Closed guillep closed 1 year ago
Broken since at least Pharo 2.0? Works in Squeak 5.2
Another way to reproduce it. newProcess
will create a process with a bottom context doing [self value. Processor activeProcess]
. So in the following
p := [ 1+2 ] newProcess.
p step.
p isTerminated
The stepping operation will just push self
to the stack, we are before the message send of value
, but still the process says it is terminated.
@guillep with @Larcheveque we checked a little bit the issue, and we found a strange comparison in the #isTerminated
method. There is many comparison checking if the suspended context is dead, and the final one checks if the suspended context's startpc
is smaller than the it's pc
. This looks weird, because it should be almost always the case, unless the process as not started.
isTerminated
self isActiveProcess ifTrue: [ ^ false ].
^ suspendedContext isNil or: [
"If the suspendedContext is the bottomContext it is the block in Process>>newProcess.
If so, and the pc is greater than the startpc, the block has already sent and returned
from value and there is nothing more to do."
suspendedContext isBottomContext and: [
suspendedContext isDead
"The pc of the suspendedContext is set to nil in #terminate explicitly.
Leaving this line in for safety."
or: [suspendedContext pc > suspendedContext startpc ] ] ] "HERE"
We tried to remove it, but of course, it breaks many tests because the termination of processes seems not effective and so many processes are still considered alived. We really don't know which correction to apply, because we don't know exactly why this last comparison have been added and is doing the job in the common case.
Last week @Marmat21 and @dupriezt were looking into it and had more insights too.

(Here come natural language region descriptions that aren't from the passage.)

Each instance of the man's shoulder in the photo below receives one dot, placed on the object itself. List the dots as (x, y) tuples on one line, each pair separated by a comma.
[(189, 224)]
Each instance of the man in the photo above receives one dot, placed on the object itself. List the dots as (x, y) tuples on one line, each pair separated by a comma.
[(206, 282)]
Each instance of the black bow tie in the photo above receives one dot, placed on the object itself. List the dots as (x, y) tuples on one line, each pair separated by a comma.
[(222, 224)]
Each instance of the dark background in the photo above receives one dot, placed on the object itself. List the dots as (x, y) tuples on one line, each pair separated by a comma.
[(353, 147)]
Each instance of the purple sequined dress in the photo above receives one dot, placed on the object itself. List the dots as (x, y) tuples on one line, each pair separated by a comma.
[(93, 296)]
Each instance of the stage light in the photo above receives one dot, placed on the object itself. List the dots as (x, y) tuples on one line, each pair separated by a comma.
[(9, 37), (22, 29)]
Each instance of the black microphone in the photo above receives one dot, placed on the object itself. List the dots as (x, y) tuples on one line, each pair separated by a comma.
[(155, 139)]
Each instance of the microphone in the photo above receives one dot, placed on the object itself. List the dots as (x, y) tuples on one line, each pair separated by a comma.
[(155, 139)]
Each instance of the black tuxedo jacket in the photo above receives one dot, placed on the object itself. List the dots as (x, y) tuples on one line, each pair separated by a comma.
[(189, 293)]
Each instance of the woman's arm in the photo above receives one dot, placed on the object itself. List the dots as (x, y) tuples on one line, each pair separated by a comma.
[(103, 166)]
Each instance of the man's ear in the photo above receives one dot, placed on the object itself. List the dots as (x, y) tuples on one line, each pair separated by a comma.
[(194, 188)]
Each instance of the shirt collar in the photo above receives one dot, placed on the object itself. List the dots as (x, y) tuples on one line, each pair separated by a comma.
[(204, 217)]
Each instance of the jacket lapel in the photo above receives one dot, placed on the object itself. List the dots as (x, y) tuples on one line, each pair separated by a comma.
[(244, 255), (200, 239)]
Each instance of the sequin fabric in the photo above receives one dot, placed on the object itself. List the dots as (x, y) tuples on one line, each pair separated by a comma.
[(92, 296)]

Maybe they can share them here?
To limit bug bankruptcy (see https://www.joelonsoftware.com/2012/07/09/software-inventory/) this issue has been automatically marked as stale because it has not had any activity in 6 months. It will be closed in 1 month if no further activity occurs. If this issue remains important to you, please comment to reactivate the issue. Thank you for your contributions.
Joel on SoftwareImagine, for a moment, that you came upon a bread factory for the first time. At first it just looks like a jumble of incomprehensible machinery with a few people buzzing around. As your eyes adjus…
This should fix the problem. Indeed the condition was weird because it was all wrong and made almost any bottom context terminated. All Process and Extended tests are passing (also fixed comment):
isTerminated
self isActiveProcess ifTrue: [ ^ false ].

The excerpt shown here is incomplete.